STEP 1: First of all you have to modify your XFree86 config file so it loads the dri and glx modules. The config file is usually located at /etc/X11/XF86Config (on Redhat Linux it is /etc/X11/XF86Config-4).

To begin login as the root user and open the config file using your favorite text editor. Locate the Module section in the file:

Section "Module"

This section defines which modules will be loaded by XFree86 on startup. Make sure the glx and dri modules are listed:

Load "glx"
Load "dri"

If you do not see the above two lines in the Module section add them and then save the file.

STEP 2: Next you have to configure the Device section to load the correct driver for your graphics card.

Again, open the config file with your favorite text editor and locate the Device section:

Section "Device"

Inside the Device section there will be a Driver line listing the driver to use for the graphics device:

Driver "XXX"

Depending on your graphics card you have to enter a different driver:

Card Manufacturer Driver Name
ATI ati
Matrox mga
3dfx tdfx
Intel i810

After changing the Driver value save the file.

STEP 3: This is a very basic explanation of the setup steps required. You should read the DRI User Guide for a more detailed explanation. The guide also explains how to change the AGP mode of a driver and other options.

Testing your setup

After making the changes start your X server as usual (if you use X to login restart the computer).

Next run the glxinfo program. This program will print out information relating to the DRI/GLX setup. Specifically look for the following:

direct rendering: yes
OpenGL vendor string: VA Linux Systems, Inc.
OpenGL renderer string: Mesa DRI Rage128 20010405 Pro AGP 4x x86/MMX/3DNow!
OpenGL version string: 1.2 Mesa 3.4.1

This will list the current renderer being used (in this case a Rage 128 Pro), the OpenGL vendor (which should be VA Linux Systems) and most importantly if direct rendering is enabled.

If you do not see the bold line above then something is wrong with your setup. Make sure you have followed all steps in this guide. If you need more help consult the other documentation, the FAQ or send a message to the dri-users mailing list.

3. Troubleshooting

This section will explore the solutions to three common problems.

1. My X server wont start after following this guide because ...

Solution: The problem is most likely that you have an outdated X server binary. To solve the problem download the Extras package matching your system from the DRI website. Then re-install the DRI drivers. See the install readme for more information.
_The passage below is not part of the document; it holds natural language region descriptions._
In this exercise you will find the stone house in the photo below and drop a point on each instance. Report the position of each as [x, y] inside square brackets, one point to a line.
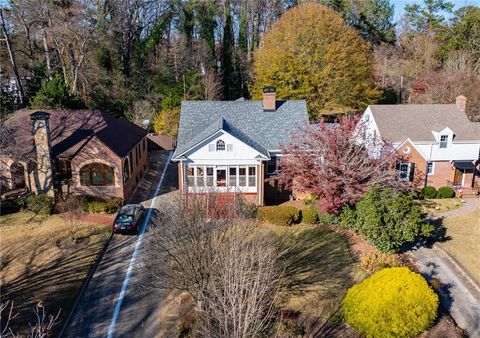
[234, 146]
[86, 152]
[441, 146]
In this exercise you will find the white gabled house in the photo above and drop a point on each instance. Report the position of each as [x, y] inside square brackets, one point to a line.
[233, 146]
[441, 144]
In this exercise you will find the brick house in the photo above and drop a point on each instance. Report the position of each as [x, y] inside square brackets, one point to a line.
[84, 152]
[441, 146]
[234, 146]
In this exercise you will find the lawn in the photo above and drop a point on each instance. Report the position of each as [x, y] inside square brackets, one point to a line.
[318, 267]
[463, 243]
[440, 205]
[44, 259]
2. I run glxinfo or another OpenGL program and it crashes right away!

Solution: Most likely you have a problem with libGL not being linked correctly. The easiest solution is to re-install the DRI drivers using the force option. See the install readme for more information.

You can also manually re-link the libGL library. Look at this FAQ item for more information.

3. I run an OpenGL program after following this guide but it runs reeeeally slowly!

Solution: First off all, go and run glxinfo and make sure direct rendering is enabled. If it is not then you did something else wrong along the way. Go back and make sure you have followed every step in this guide.

If direct rendering is enabled you probably have a libGL problem, follow the solution to the question above.

And most importantly, if you have other problems read the FAQ or send a message to the mailing lists.